Tu les vois toi ? Mais si, regarde bien. Ces deux là. Ils sont là-bas là. Ils sont dans la foule. Mais regarde bien. Moi je ne vois qu'eux. Ils sont si beaux. Et tu vois comment il la regarde ? Il sourit. Si j'te jure il sourit. Il doit être heureux. Et elle alors, on voit toute sa dentition. Pourtant ils sont tellement différents. Regarde le, il est grand, et elle est petite.

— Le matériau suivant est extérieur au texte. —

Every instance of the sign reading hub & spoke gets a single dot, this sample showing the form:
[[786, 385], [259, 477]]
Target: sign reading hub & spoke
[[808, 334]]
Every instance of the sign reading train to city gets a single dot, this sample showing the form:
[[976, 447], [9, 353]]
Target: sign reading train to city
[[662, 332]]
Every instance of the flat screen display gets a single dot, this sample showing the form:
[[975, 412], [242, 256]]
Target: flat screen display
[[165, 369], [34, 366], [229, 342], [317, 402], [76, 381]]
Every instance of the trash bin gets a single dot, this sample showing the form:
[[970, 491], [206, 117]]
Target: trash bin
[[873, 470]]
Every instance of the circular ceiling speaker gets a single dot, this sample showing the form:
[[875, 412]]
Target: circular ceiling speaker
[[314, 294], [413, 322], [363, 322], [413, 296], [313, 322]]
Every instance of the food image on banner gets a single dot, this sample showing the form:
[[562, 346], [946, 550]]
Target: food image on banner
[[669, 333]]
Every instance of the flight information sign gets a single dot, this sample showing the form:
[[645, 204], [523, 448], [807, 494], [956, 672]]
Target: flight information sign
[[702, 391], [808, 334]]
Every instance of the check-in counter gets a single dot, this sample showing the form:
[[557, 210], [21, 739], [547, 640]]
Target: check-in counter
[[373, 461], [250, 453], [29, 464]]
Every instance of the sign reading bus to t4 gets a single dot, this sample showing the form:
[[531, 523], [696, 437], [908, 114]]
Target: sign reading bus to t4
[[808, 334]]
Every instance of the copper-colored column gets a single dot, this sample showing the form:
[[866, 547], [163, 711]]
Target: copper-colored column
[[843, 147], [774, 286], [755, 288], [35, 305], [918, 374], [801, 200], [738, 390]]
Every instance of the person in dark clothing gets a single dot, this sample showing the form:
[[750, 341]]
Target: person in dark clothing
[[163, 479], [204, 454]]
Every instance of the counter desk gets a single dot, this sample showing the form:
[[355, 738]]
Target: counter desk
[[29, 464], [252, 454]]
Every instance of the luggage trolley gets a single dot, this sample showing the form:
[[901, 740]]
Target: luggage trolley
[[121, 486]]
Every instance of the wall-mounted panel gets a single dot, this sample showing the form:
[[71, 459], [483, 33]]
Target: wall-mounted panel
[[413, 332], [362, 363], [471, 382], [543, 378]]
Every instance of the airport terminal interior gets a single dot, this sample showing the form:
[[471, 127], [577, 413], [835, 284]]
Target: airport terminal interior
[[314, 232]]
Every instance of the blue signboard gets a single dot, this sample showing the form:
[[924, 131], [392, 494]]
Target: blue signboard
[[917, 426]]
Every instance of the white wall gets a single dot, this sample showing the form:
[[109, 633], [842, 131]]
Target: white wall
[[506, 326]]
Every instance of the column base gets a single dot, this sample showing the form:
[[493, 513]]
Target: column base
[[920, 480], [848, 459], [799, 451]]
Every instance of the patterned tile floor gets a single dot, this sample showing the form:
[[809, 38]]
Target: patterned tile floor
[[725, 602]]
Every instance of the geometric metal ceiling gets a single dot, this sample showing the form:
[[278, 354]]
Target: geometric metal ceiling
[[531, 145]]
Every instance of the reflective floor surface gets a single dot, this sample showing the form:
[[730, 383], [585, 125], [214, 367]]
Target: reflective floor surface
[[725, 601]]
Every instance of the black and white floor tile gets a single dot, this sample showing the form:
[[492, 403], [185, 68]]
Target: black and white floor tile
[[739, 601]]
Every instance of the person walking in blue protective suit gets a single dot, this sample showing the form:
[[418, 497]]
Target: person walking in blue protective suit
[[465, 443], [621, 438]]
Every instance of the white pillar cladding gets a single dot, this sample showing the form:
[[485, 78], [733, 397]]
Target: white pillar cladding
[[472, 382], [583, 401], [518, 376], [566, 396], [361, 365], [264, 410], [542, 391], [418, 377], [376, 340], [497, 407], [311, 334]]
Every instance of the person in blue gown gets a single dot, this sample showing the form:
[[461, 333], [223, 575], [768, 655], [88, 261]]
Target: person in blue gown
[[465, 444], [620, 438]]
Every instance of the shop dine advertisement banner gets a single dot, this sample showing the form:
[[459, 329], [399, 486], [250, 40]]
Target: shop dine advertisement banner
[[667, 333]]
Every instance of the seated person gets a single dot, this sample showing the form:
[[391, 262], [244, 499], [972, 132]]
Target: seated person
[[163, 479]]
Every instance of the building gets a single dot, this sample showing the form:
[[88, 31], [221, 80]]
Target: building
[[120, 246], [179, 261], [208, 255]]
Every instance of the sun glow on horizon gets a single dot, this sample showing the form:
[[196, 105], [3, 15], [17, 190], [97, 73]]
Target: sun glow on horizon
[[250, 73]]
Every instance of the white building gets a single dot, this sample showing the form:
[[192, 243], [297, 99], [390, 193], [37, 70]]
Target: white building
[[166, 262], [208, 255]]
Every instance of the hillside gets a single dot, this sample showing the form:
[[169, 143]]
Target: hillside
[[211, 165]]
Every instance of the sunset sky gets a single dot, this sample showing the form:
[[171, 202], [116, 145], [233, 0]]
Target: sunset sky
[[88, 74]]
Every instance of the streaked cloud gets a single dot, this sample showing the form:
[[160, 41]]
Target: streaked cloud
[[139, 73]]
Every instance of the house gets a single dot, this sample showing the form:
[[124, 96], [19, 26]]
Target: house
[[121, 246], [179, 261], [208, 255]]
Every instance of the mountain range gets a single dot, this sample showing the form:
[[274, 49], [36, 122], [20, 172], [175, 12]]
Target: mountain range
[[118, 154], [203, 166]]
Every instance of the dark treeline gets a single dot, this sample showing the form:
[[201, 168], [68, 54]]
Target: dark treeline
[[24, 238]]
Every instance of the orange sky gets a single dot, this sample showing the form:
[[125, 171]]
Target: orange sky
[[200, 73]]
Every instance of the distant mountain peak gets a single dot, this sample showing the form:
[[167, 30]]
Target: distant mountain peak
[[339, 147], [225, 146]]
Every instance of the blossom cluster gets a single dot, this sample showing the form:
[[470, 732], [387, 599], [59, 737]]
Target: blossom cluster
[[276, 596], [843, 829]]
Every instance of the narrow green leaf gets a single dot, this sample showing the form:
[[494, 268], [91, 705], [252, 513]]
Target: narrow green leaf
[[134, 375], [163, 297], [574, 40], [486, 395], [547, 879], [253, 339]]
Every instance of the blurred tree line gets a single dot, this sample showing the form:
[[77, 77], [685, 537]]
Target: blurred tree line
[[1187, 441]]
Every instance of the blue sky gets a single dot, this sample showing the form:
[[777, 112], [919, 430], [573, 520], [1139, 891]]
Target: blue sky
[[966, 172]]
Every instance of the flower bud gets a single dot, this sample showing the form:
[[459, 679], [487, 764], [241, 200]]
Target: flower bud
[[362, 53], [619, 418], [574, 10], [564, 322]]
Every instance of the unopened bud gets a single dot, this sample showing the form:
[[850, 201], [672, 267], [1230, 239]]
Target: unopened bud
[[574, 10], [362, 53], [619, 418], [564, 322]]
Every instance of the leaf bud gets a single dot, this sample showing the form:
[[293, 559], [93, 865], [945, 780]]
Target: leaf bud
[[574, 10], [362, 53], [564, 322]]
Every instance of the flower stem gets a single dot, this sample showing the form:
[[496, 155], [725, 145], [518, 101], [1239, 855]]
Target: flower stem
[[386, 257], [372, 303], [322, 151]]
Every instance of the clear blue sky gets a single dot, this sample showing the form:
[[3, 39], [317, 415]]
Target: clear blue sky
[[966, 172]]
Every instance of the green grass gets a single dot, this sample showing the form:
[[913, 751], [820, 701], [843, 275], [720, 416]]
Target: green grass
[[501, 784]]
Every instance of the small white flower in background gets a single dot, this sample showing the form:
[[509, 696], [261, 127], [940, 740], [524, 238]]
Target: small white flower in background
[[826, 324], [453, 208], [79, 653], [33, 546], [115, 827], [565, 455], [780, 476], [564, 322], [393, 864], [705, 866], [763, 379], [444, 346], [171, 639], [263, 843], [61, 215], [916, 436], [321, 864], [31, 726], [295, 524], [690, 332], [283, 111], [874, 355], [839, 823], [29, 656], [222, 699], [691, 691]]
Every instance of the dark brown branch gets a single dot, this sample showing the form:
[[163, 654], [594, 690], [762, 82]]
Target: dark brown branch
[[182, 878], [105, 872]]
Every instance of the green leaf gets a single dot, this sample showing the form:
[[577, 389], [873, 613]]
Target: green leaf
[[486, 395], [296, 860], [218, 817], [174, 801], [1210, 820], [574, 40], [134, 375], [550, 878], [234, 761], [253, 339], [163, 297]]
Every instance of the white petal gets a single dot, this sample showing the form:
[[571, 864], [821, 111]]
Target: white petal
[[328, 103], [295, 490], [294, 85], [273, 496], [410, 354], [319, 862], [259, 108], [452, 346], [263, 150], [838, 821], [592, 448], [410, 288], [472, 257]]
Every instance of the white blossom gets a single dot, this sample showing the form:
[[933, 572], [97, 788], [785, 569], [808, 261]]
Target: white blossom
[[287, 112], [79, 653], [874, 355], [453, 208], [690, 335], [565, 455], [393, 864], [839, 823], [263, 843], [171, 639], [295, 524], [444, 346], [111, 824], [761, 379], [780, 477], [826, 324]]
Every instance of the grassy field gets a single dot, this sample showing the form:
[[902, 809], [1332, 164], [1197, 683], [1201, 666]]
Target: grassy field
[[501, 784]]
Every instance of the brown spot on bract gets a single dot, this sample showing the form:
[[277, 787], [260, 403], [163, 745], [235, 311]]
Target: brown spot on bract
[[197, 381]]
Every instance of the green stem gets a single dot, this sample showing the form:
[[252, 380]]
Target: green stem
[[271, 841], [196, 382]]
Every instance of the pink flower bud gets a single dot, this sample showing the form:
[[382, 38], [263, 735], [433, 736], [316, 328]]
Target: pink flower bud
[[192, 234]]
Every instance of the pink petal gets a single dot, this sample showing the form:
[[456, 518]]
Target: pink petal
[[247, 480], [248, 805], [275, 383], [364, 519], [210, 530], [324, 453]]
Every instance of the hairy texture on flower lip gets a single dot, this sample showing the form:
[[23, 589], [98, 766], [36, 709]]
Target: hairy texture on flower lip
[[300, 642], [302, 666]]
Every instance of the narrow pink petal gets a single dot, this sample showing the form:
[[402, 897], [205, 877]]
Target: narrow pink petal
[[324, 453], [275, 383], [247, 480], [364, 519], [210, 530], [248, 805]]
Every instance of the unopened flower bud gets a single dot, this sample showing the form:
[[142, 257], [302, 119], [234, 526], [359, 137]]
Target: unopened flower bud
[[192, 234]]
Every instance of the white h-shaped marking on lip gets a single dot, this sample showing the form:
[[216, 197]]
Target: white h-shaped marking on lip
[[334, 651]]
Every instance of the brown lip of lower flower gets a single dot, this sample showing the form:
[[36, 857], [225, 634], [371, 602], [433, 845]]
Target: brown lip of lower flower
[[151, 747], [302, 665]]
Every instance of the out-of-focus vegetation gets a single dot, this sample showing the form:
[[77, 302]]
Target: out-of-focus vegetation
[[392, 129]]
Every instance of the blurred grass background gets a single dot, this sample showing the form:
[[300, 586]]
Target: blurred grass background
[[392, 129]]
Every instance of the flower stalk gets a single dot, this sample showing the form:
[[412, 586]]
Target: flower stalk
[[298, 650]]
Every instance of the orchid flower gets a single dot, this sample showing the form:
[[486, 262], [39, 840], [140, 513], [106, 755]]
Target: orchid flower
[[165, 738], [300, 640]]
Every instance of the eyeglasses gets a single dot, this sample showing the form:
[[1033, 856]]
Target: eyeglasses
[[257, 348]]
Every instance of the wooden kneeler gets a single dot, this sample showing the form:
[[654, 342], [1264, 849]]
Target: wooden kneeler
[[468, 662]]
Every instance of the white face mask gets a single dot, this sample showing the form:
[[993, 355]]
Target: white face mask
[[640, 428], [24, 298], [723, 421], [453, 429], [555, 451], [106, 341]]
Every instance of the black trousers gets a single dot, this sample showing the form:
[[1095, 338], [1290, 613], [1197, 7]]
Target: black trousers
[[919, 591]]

Qui y aurait cru ? Et il n'y a pas que ça. Leurs regards sont différents, mais tous deux aussi puissants. Et pourtant ils ont l'air de se comprendre. Regarde, leurs sourires, leur tendresse. Leur tendresse est aussi différente. Pourtant, je le vois dans leurs yeux. Leur amour est le même. Tu le vois toi ? Et tu la vois aussi la fossette qui se forme sur sa joue lorsqu'elle l'embrasse ? On dirait qu'il se retient. Qu'il essaye de ne pas sourire. Mais ses fossettes le trahissent. Et elle, avec son grand sourire qui ne veut pas se baisser. Elle n'a pas l'air de vouloir se retenir. Elle s'en fout du monde. Ils s'en foutent du monde. Ils ont le leur. Tu as vu là ? Tu as vu ? Il fait des grimaces et l'embête. Il rigole encore plus. Sans se retenir cette fois. Ils ont l'air de s'entendre tellement bien. Je suis sûr qu'il serait capable de lui décrocher la lune...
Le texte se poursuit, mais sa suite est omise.